Metro Board Director Jack Evans suggested on Wednesday that the nation’s second-biggest subway system’s maintenance was in such bad shape that officials could take drastic action to address long-standing problems.  

Other Metro riders balked at the idea of such a major disruption to their daily commutes, calling it “impossible” and “infeasible.” They also braced for increased traffic in the area and trains more crowded than usual. Metrorail handles some 700,000 commuters daily.  

“How are people supposed to get to work?” one woman asked before hopping onto a Blue Line train at Federal Center SW.  

Evans singled out the Blue Line, but he suggested any of Metro’s six rail lines could qualify for service disruptions. The Red Line would be the least likely candidate because of recent repairs.  

Metro General Manager Paul J. Wiedefeld confirmed Wednesday he was considering lengthy shutdowns. But a day later, he sought to dial things back in response to public outrage.  

Wiedefeld, who took over in November, issued a statement assuring riders of “ample notice” of any future service changes and that “no decisions have been made.” He added a long-range maintenance plan for the rail system is expected in four to six weeks.  

Evans also made a plea for $1 billion in additional funding for Metro, which would more than double what it has allocated for infrastructure costs in its fiscal 2017 budget to support Metrobus, Metrorail and MetroAccess services.  

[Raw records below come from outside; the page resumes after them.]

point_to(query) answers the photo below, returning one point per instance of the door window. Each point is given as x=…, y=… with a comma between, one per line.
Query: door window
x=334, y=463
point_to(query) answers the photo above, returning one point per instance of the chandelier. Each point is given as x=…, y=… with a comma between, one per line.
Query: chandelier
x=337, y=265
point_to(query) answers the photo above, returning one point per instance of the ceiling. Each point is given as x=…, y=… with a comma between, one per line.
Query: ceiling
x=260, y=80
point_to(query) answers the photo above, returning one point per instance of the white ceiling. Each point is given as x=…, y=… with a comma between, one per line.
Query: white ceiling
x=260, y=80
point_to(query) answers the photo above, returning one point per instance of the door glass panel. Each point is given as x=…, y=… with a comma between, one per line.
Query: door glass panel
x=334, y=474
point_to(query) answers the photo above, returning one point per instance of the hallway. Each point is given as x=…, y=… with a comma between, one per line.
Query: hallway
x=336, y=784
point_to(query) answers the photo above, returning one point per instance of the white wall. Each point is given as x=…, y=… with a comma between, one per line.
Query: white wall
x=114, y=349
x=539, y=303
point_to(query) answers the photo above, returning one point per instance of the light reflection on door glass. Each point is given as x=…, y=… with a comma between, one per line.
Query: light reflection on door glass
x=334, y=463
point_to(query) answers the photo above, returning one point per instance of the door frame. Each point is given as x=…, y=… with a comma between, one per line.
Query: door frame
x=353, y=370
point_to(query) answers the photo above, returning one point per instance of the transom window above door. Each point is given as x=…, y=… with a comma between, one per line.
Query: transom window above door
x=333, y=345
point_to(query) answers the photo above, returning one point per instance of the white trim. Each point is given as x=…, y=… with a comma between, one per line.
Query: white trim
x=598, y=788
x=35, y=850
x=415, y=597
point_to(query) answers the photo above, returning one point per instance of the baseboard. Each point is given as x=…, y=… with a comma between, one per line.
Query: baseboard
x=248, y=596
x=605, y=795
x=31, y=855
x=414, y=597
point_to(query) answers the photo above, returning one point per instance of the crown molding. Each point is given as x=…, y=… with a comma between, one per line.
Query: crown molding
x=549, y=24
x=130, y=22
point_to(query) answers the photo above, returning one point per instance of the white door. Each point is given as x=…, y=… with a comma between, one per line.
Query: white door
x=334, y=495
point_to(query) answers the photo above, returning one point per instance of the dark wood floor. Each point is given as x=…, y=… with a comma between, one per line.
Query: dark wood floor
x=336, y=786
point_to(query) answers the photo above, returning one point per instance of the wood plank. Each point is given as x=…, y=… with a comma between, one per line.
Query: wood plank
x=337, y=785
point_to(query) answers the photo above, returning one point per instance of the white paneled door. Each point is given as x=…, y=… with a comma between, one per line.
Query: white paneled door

Some of Metro’s budget comes from federal coffers. Evans’ startling warning came on the same day Senate Democrats announced a push to keep federal funding for the system at the same level as in past years.  

Sen. Benjamin L. Cardin of Maryland was joined by Virginia’s Mark Warner and Tim Kaine in outlining a plea for those controlling the purse in the Senate to provide $150 million in fiscal 2017 for Metro. The plea came in a letter from the Democrats written on March 18 that was made public Wednesday.  

Congress has appropriated $150 million to the agency every year since 2009, according to congressional staff, but last year that funding came under threat amid budget uncertainty and a discretionary spending crunch.  

Neither House nor Senate Appropriations Committee members appear to be pondering cuts to Metro, and with the panel’s top Democrat in the Senate, Maryland’s Barbara Mikulski, from a state served heavily by the transit system, it seems unlikely that cuts are ahead.  

Barbara Comstock, R-Va., who serves on the House Transportation and Infrastructure Committee, said in a statement that she was pleased Wiedefeld “realizes the need for dramatic cultural changes at Metro” that could also include shake-ups in top management.  

“If General Manager Wiedefeld feels that he cannot run certain Metro lines safely, then he must take the appropriate steps to bring those lines to the proper safety level,” Comstock’s said.  

Some commuters in Washington said the potential for a long shutdown could at least benefit people for years to come instead of dealing with what seem like daily disruptions.  

Jerry Godwin takes the Red Line and Blue or Orange Lines to get to his government job from his home in Maryland. He may have to consider walking from a station further away if certain lines are idled.  

Godwin said given Metro’s lagging infrastructure, either drastic measures must be taken now or commuters will continue to endure service problems.  

“It’s damned if you do, damned if you don’t,” Godwin said.  

Kellie Mejdrich contributed to this report.